だったら、カルマン達は笑って、信じる道を――信じたい道を選ぶのだ。
『――衝突まで、後二秒です』
カルマン達は頷き合う。
「気合入れろよ、お前等! いくぜ、特異連環障壁――ッ!!」
カルマンが吼え、その体内の熱核融合炉が全てのエネルギーを特殊な波長へと変換し――黒い粒子の輪がカルマン達を包み込む。
不完全な機能を、ヴェルドラ、ラミリス、ベレッタが改良し、本来の性能へと限りなく似せたそれ。

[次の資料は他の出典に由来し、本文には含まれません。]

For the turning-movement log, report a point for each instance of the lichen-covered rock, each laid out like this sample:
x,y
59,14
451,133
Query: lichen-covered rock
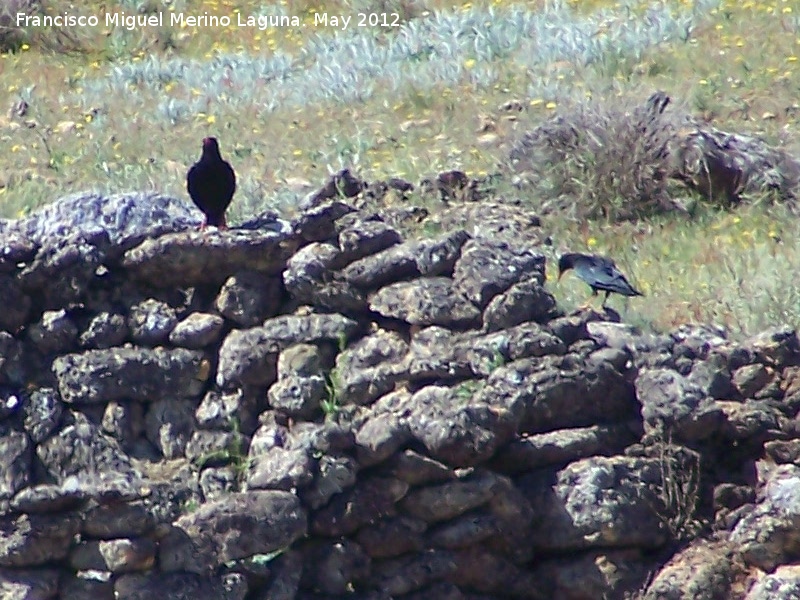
x,y
674,403
371,367
16,304
366,502
444,501
705,569
393,536
49,498
81,449
117,556
179,586
168,425
61,274
54,333
611,574
15,448
488,268
338,567
334,474
318,224
424,258
783,584
124,218
124,421
248,297
405,574
12,364
525,300
599,502
363,238
204,258
768,536
33,540
22,584
105,330
197,331
425,301
299,397
560,392
141,374
457,427
150,322
280,469
233,527
560,447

特異連環障壁――理論上、ほぼ全ての攻撃から身を守る最強の盾。
――そして今、音速の十数倍もの速度で、七十メートル級の中型運搬用飛行艦――通称、補給運搬艦――が、地面に衝突する――
カルマン達は、その盾に自分達の命運を託したのだった。
◆◆◆
同時刻。
轟き響く、大轟音。
地上に太陽が落ちたような、そんな人智を超えた大爆発が起きた。
――六連暴爆帝――
それは、帝国が生み出した悪魔の兵器である。
と言っても、原理は単純。
一瞬だけ特異連環障壁を発生させる。それと同時に、特異連環障壁内部に描かれた六芒星を頂点として、六基のギガトン級核爆弾を爆発させるのだ。
発生した衝撃波と熱は、特異連環障壁内部で行き場を失い、その内部で想像を絶する破壊力を生じさせる。
それこそが、六連暴爆帝なのだ。
この超絶威力を前にすれば、四甲機将と言えども無事ではすまない。
不意打ちが効かなかろうが、特異連環障壁を最大出力にして身を守ろうが、暴君の怒りが収まるよりも前に焼き尽くされる事になる。